Measuring the throughput of the filters (also as a function of position – for DP1 this came from measurements performed by the vendors who manufactured the filters).
Eventually this will include measuring the optical system throughput as a function of wavelength using a collimated beam projector (CBP) and a tunable laser. This hardware was not available during the LSSTComCam on-sky campaign.
Calibration using on-sky data: On-sky images are used to characterize the system, and of course must be calibrated themselves to measure atmospheric and other time-varying effects. After Instrument signature removal (ISR) has been performed on the images, additional photometric calibration steps include:
Flat-fielding to normalize pixel-to-pixel response. For LSSTComCam observing, the calibration screen was not yet available in the dome, so dithered images of the sky were taken during twilight hours and combined to create twilight flats.

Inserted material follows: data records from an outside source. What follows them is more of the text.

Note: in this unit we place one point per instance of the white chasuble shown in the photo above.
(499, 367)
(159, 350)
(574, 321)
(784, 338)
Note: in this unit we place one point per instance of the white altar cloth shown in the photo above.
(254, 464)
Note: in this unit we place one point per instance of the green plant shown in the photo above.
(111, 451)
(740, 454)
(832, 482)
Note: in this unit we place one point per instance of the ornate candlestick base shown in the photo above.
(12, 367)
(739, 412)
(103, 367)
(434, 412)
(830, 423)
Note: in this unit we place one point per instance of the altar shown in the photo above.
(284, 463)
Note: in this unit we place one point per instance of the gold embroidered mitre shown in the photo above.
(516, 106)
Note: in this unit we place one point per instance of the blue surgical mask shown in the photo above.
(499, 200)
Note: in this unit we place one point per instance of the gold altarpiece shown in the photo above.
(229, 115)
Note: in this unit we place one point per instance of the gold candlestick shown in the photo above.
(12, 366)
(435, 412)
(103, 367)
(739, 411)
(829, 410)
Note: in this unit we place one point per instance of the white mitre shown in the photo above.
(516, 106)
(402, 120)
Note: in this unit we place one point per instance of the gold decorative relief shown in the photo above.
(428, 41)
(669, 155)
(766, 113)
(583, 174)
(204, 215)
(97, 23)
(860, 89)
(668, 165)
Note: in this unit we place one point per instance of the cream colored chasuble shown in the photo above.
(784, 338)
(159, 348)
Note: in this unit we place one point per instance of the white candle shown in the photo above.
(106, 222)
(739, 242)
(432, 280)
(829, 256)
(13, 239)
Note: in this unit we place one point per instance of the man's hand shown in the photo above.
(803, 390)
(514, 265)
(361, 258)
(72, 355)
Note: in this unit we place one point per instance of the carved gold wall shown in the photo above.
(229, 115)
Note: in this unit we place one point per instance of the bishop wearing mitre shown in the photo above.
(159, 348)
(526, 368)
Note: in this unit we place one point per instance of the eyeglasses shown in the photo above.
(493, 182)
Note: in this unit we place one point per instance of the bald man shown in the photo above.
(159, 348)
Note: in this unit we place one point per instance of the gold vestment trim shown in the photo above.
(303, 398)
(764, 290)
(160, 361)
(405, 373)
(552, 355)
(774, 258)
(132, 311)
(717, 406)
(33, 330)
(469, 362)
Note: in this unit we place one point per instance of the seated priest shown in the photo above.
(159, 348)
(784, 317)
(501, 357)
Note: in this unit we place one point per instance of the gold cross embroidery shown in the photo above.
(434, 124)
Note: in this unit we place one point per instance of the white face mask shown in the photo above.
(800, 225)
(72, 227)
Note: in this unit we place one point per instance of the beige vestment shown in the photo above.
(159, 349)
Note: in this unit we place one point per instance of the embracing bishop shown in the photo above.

Initial calibration is performed by detecting sources, estimating the point-spread function (PSF), then fitting an initial solution to The Monster reference catalog reference catalog. The main purpose of this step is to provide a good enough photometric and astrometric calibration to enable associating multiple observations of stars.
The final, global photometric calibration uses the Forward Global Calibration Method (FGCM; Burke et al. 2018). FGCM takes stars with S/N > 10 plus their matched counterparts from The Monster, and forward models repeated measurements of stars to determine parameters describing the atmospheric transmittance and instrumental response that minimize the scatter in the stars’ magnitudes. The fits result in a measure of the wavelength-dependent observational passband at the time of each measurement. The intrinsic repeatability of DP1 photometry was typically about 1 mmag in grizy bands and roughly 5 mmag in u band.
The ECDFS field observed in DP1 overlapped the spectrophotometric flux standard C26202 (a CALSPEC standard). Comparison of DP1 photometry to synthetic photometry of C26202 was used to determine that our estimated absolute system throughputs were accurate to at least 5%, and the absolute calibration of DP1 data is accurate to better than 1% for all bands besides u-band.